Kuching branch’s chairman Sim Kiang Chiok said the Covid-19 pandemic and the Movement Control Order (MCO) have halted work and property sales that had put a toll on the growth of the property market.

Nonetheless, he believed the property market would gradually recover as economic sectors are reopened and business confidence returns.

“With the (MCO) here and all over the world due to Covid-19, I foresee that the property market will be weak until the economic resumption and confidence in the business market are restored.

“In any property development, the tripartite relation of the developer, purchaser and the financier (banks) must be there in order to spur the property market.

“Now that we are in the recovery phase of the MCO and time is needed to restore market confidence and business activities,” he said in a statement.

Sim, who is a director of Sim Swee Yong Development and Construction Sdn Bhd said in the current transition period for the property market, there will be demand for property by top 20 per cent earners (T20), upper middle income class (M40) and those with stable employment such as the civil servants.

He added the federal government has also come up with measures in the economic stimulus package announced on June 5 to spur the property market.
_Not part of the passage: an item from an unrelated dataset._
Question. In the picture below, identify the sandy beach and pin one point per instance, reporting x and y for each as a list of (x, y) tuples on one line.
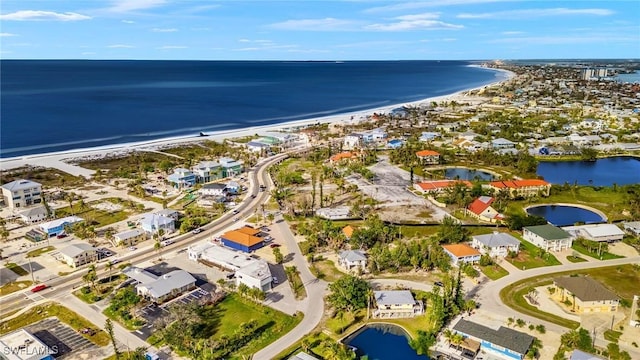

Among those are the Home Ownership Campaign (HOC) and stamp duties exemption for the purchase of residential properties to generate interest in the property market.

Sim believed other measures announced by the federal government to rejuvenate the property market such as the exemption to pay the Real Property Gains Tax (RGPT) for up to three residential properties and lowering the financing margin for third housing loans are incentives that can boost the property market.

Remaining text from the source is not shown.